Эк тебя, матушка, размотало, а он все врал, выходит, «вторая трубочка всегда хуже». Айнанэ, да не ври уж, мне-то не ври, прав был Поццо.  А ты, Горацио-рацио, мой дельфинчик-финчик, наблюдаешь пример мысленного недержания себя (тыгыдынк eigentlich) — возрастного, что ли? Да нет, рано, я скажу, когда пора. Ну да, а кто увидит: только озеро, но оно никому ничего не скажет. The eye of a little god, four-cornered. Свет мой, зеркальце, скажи. And she never sins by telling the tale To the same person twice.

Так тихо, откашливаюсь, с шумом выдыхаю. Здесь совсем никого нет, совсем. От кофе — запах тепла, светло еще и дом недалеко. Снова встаю, прохожу совсем немного и почти спотыкаюсь о толстую пластину выдавленного из лужи льда, довольно тяжелую. (D’accord) поднимаю ее, она так и норовит выскользнуть, (Allez! Allons-y!) размахиваюсь всем корпусом и бросаю как можно дальше (c’est bon). Пластина с гулким грохотом разбивается, осколки разлетаются с затухающим хрустальным отзвуком. 
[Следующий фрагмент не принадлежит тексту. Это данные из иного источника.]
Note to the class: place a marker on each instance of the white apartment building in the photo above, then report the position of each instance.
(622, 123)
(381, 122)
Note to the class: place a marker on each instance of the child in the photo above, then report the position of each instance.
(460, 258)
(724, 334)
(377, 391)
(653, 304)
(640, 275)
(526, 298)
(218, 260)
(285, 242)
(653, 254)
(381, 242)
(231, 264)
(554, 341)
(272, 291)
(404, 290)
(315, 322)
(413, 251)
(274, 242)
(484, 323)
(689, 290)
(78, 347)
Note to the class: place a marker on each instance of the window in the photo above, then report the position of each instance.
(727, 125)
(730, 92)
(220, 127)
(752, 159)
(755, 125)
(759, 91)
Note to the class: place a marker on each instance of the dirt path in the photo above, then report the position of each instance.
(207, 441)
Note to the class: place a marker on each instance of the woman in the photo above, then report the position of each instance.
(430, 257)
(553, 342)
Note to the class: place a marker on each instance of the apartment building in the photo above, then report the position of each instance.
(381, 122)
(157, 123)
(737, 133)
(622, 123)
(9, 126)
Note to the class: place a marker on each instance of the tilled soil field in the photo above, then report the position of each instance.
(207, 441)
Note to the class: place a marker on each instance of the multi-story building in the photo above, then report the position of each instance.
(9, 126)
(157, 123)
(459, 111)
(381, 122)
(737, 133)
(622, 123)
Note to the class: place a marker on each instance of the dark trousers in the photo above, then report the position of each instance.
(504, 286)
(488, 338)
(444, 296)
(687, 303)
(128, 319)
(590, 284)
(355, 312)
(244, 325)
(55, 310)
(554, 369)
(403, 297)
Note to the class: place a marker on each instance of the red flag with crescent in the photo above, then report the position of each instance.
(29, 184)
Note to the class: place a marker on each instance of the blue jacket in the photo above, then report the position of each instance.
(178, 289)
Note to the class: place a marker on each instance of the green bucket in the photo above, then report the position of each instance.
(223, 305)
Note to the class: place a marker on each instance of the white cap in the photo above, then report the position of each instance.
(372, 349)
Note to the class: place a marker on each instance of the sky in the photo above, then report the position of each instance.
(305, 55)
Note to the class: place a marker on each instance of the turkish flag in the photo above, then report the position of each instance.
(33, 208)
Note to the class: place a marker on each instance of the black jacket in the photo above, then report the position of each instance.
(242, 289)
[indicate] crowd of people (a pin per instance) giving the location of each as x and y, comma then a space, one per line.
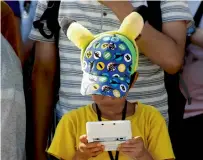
145, 61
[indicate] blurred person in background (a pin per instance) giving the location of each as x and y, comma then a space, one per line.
13, 116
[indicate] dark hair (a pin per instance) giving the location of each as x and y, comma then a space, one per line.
132, 78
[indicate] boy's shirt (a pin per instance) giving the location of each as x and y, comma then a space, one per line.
146, 122
149, 88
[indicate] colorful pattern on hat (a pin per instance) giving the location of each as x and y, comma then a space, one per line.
108, 63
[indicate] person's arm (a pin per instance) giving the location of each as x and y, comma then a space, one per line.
43, 94
196, 38
15, 7
165, 49
42, 85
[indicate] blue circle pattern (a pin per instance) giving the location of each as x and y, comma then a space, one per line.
109, 62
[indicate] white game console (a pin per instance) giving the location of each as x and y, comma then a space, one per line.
109, 133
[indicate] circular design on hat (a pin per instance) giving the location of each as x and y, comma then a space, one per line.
121, 78
118, 56
103, 79
111, 66
116, 93
84, 65
114, 39
88, 54
94, 73
127, 57
104, 45
96, 45
122, 47
107, 55
106, 38
100, 66
97, 54
116, 75
123, 88
105, 74
112, 46
95, 87
121, 67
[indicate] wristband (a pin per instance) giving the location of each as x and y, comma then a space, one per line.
143, 11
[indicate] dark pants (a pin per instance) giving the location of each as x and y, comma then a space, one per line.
190, 143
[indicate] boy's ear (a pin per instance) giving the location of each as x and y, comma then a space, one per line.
131, 26
79, 35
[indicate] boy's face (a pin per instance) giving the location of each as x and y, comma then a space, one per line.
109, 101
106, 100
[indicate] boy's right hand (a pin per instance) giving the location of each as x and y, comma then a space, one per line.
87, 150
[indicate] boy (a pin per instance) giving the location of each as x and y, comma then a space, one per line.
109, 63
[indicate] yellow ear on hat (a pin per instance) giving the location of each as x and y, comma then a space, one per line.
132, 26
79, 35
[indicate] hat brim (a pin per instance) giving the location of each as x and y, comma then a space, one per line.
103, 85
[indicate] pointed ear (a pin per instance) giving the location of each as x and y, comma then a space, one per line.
132, 26
79, 35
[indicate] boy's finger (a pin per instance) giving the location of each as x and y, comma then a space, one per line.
128, 145
134, 140
96, 149
137, 139
93, 145
94, 154
83, 139
82, 146
126, 149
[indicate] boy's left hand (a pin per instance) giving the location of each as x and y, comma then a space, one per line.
134, 148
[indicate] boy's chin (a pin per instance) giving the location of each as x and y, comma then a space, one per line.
106, 100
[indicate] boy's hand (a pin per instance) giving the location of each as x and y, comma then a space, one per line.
87, 150
135, 149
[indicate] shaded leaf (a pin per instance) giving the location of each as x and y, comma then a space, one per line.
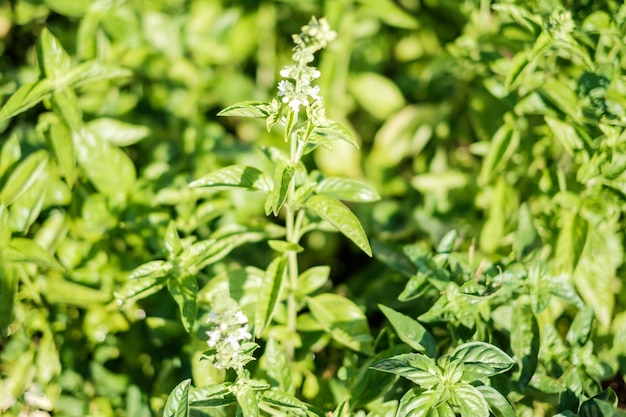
177, 404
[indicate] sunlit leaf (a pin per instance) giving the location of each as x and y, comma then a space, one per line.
525, 341
184, 290
340, 216
236, 176
481, 360
347, 189
344, 320
269, 294
30, 170
410, 331
257, 109
470, 401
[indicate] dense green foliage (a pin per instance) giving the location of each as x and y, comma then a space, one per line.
442, 235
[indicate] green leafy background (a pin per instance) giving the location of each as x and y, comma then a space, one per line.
493, 132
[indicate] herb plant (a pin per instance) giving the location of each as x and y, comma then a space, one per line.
428, 222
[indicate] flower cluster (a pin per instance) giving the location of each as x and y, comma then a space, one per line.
300, 92
229, 335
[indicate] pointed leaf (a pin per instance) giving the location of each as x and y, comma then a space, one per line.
246, 399
283, 175
347, 189
116, 132
257, 109
482, 360
52, 59
173, 247
498, 404
269, 294
213, 395
177, 404
344, 320
418, 368
580, 329
279, 371
236, 176
27, 96
470, 401
312, 279
27, 250
30, 170
8, 290
184, 290
525, 341
418, 403
340, 216
334, 131
410, 331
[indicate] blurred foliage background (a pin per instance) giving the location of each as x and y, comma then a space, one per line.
493, 118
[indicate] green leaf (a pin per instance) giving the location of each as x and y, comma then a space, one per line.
27, 250
177, 404
8, 290
26, 209
220, 243
525, 341
257, 109
30, 170
376, 93
418, 403
52, 59
571, 241
64, 150
503, 145
246, 399
498, 404
184, 290
410, 331
236, 176
283, 174
312, 280
27, 96
99, 159
347, 189
340, 217
116, 132
565, 134
173, 247
278, 367
145, 280
580, 329
526, 238
269, 294
333, 131
470, 401
65, 104
344, 320
282, 246
213, 395
416, 367
481, 360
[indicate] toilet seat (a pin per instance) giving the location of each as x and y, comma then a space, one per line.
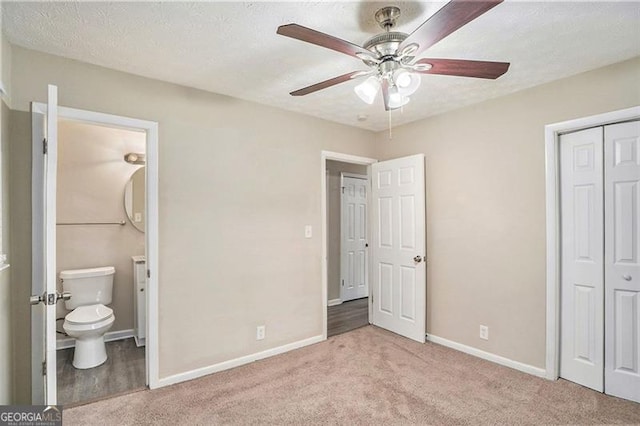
89, 315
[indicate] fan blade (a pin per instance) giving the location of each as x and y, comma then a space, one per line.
451, 17
321, 39
329, 83
385, 93
465, 68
От грохота с деревьев поднимается стая (не замечала ее раньше) — в почти белом небе несутся с криками шумные черные и снова стихают, от чего тишина делается еще прозрачнее. Небо чистое-чистое, ни единой точки, и в этой чистоте, откуда ни возьмись, широко раскинув крылья, планирует птица покрупнее — орел? Пусть для меня будет орел. Орнитолог из меня похлеще географа и физика, орлы здесь вообще бывают? Разве они на месте зимуют? И тут снова парит такая же птица. Орел. Долго слежу за ним глазами. Или это один и тот же? Потом появляется еще один. Провожаю и его. Здесь бы птицегадатель пригодился, а лучше — два: два гадателя — три мнения. Где-то позади меня сухой негромкий щелчок, как будто ветку сломали, оглянулась — никого и ничего. Снова смотрю в небо: ни орлов, ни ширококрылых следов.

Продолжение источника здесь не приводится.